Дубровин заколебался и внимательно посмотрел на Керенского, с усмешкой наблюдающего за ним. Внезапно решившись, он согласился и стать писать список. Как только документ был готов, Алекс вызвал надзирателя и распорядился выпустить Дубровина, а также освободить всех остальных, указанных в списке. Это изрядно удивило Дубровина.
Уже уходя, он обернулся и спросил.
— И вы нечего не потребуете взамен?
— Собирайтесь с силами, консолидируйтесь, и я приду к вам. Вы тогда поймёте, зачем, а сейчас, всего вам хорошего и до свидания! Доброго дня! — снова цинично улыбнулся Керенский, не выходя из созданного образа. А когда Дубровин вышел из допросной комнаты, грустно и громко рассмеялся, вспомнив его недоумённый взгляд.
***
В это самое время в Таврическом дворце проходило очередное заседание Совета солдатских и рабочих депутатов. Загаженный донельзя, зал Государственной думы морально стонал разбитыми креслами, порванными напольными коврами и стенами, об которые матросы тушили окурки своих папирос.
Очередной выступающий, вскочив на стол, вёл жаркую полемику с кем-то из зала, абсолютно не стесняясь того, что стоит на столе, а не на полу. Вдруг откуда-то со стороны послышались крики: «Церетели! Церетели!»
Весь зал всколыхнулся, и толпа собравшихся, многие из которых и не знали кто такой собственно этот Церетели, стала бурно приветствовать аплодисментами вошедшего в зал меньшевика. «Браво! Браво!» — послышались крики с галёрки, и Церетели, заняв место на столе, вместо предыдущего оратора, начал очередную пламенную речь, рассказывая, как в Красноярске происходил революционный переворот.
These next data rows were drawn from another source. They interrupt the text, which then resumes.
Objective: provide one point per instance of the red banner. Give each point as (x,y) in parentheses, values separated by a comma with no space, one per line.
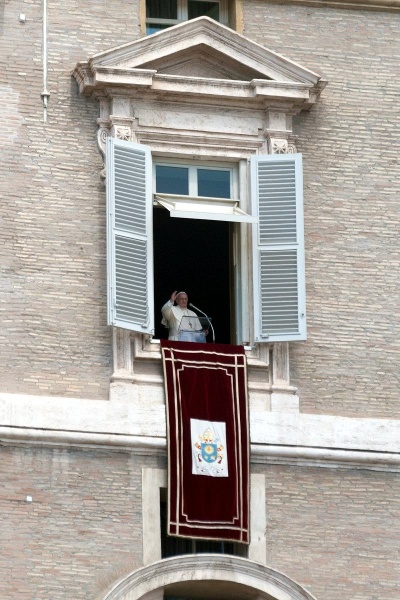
(208,440)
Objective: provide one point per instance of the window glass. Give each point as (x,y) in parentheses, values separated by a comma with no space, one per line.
(172,180)
(153,28)
(214,183)
(162,9)
(199,9)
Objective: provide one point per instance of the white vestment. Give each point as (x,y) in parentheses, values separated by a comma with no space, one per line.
(175,319)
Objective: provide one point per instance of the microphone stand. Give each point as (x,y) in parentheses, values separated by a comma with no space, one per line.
(208,319)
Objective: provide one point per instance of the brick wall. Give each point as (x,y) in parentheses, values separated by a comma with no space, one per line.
(82,531)
(54,338)
(350,364)
(335,531)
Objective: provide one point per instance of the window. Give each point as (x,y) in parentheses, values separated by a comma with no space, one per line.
(194,251)
(161,14)
(149,250)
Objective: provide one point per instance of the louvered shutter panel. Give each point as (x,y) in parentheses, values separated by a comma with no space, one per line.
(278,248)
(129,229)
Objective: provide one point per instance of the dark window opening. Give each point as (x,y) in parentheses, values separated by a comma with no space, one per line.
(193,255)
(207,9)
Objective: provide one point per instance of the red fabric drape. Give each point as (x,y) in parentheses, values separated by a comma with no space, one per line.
(206,387)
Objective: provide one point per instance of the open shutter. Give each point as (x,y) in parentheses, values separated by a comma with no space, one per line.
(129,236)
(278,248)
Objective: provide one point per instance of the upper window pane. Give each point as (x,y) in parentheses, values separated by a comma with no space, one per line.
(213,183)
(172,180)
(162,9)
(200,9)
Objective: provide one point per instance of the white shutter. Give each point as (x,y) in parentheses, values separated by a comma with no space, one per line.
(278,248)
(129,236)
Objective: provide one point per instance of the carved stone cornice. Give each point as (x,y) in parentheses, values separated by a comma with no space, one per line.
(200,60)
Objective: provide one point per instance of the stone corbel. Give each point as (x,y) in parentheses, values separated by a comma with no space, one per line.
(120,128)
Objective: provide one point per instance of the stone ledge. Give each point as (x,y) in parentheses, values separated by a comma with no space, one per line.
(107,422)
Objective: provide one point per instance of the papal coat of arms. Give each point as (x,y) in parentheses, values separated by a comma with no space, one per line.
(209,455)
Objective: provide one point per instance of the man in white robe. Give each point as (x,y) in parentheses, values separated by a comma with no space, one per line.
(179,318)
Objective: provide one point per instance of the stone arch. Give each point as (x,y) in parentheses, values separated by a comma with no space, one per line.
(205,576)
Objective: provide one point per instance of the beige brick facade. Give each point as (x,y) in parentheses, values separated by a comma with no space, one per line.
(333,500)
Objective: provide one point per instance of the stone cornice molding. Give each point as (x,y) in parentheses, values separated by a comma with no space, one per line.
(250,75)
(384,5)
(279,438)
(214,36)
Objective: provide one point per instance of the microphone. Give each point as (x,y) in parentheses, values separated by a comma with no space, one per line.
(208,319)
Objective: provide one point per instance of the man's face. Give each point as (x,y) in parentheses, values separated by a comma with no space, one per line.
(182,300)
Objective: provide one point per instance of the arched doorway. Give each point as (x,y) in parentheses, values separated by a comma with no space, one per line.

Его слушали, открыв рты, и проводили с импровизированной трибуны ещё более бурными аплодисментами, чем встретили. Закончив свою зажигательную речь, Церетели слез со стола и вышел из зала, направившись в библиотеку, где его ждали члены Петросовета.
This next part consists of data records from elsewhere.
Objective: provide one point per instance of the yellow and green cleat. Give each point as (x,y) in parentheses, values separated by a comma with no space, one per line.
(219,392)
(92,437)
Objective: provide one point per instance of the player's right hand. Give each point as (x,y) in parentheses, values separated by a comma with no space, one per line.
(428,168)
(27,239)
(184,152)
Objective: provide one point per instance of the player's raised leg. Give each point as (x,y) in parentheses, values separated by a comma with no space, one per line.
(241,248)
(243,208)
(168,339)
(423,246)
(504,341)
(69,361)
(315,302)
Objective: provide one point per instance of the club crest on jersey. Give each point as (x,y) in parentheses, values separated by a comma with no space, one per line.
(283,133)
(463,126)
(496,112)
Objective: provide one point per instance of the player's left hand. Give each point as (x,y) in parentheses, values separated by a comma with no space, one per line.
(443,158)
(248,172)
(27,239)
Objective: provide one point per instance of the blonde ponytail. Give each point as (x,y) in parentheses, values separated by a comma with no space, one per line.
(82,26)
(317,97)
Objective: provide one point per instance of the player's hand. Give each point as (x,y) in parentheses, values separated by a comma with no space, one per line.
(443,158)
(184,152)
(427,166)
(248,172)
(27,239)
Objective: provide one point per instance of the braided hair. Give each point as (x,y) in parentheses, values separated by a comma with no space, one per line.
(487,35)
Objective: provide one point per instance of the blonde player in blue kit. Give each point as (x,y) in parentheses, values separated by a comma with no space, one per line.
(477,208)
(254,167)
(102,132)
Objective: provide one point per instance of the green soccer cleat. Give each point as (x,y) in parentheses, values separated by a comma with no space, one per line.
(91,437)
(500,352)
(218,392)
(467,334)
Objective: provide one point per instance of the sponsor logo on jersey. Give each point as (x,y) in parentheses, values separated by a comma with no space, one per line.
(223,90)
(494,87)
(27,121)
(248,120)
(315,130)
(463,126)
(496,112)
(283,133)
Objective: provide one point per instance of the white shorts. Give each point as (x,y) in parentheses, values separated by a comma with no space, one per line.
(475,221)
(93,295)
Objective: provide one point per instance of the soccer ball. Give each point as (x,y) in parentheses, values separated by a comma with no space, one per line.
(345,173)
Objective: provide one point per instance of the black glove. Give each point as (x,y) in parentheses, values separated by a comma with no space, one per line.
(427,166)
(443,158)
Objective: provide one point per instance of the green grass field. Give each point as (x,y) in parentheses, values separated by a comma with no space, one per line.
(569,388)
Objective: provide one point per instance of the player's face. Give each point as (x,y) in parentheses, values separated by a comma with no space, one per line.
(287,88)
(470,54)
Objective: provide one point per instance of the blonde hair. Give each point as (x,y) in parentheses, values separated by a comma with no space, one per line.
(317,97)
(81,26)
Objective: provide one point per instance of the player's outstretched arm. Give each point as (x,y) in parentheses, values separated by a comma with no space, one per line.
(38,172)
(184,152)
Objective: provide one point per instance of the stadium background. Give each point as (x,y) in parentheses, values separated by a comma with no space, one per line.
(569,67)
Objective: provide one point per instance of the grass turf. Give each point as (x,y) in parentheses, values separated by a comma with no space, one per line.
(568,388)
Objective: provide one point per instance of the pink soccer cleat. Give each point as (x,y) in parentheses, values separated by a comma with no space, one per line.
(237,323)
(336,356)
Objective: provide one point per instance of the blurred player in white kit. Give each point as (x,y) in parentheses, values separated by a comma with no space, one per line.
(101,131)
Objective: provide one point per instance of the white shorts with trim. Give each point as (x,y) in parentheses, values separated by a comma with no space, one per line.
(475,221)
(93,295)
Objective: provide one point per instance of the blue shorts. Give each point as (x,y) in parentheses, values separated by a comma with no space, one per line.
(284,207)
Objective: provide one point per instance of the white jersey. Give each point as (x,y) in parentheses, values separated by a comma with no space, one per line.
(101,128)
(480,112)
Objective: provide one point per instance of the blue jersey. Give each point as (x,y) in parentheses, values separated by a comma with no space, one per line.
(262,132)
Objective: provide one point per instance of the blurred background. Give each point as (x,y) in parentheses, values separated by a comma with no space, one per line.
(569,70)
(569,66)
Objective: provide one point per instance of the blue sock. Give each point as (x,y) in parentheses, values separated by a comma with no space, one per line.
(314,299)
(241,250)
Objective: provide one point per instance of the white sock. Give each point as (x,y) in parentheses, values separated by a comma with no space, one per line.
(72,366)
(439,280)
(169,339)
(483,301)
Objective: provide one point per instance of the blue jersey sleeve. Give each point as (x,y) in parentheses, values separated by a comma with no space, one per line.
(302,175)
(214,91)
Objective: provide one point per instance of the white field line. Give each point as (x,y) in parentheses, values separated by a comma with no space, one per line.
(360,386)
— Гамарджоба, дорогой! — обнял его первым Чхеидзе. — Как доехал, как самочувствие, как родители?
— Всё хорошо, спасибо!
— Присаживайся, Ираклий Георгиевич, — указал на свободное место Плеханов, прибывший буквально накануне.
— Спасибо, Георгий Валентинович! После такой встречи неминуемо надо отдохнуть.
— Революция, дорогой товарищ! Некогда нам сейчас отдыхать, — поддержал Плеханова Скобелев. — Столько ещё предстоит сделать.
— Да, но я готов, — ответил Церетели, и Петросовет приступил к работе.
Уже под конец затянувшегося совещания, в котором было много препирательств, недовольства позицией друг друга, а также пустых обещаний и требований друг к другу, все, наконец, вспомнили и о Керенском.
— А где же Александр Фёдорович? — спросил один из двух большевиков.
— А и действительно, где он? — поинтересовался и Плеханов.
— Весь в делах, весь в заботах! — развёл на это руками Чхеидзе.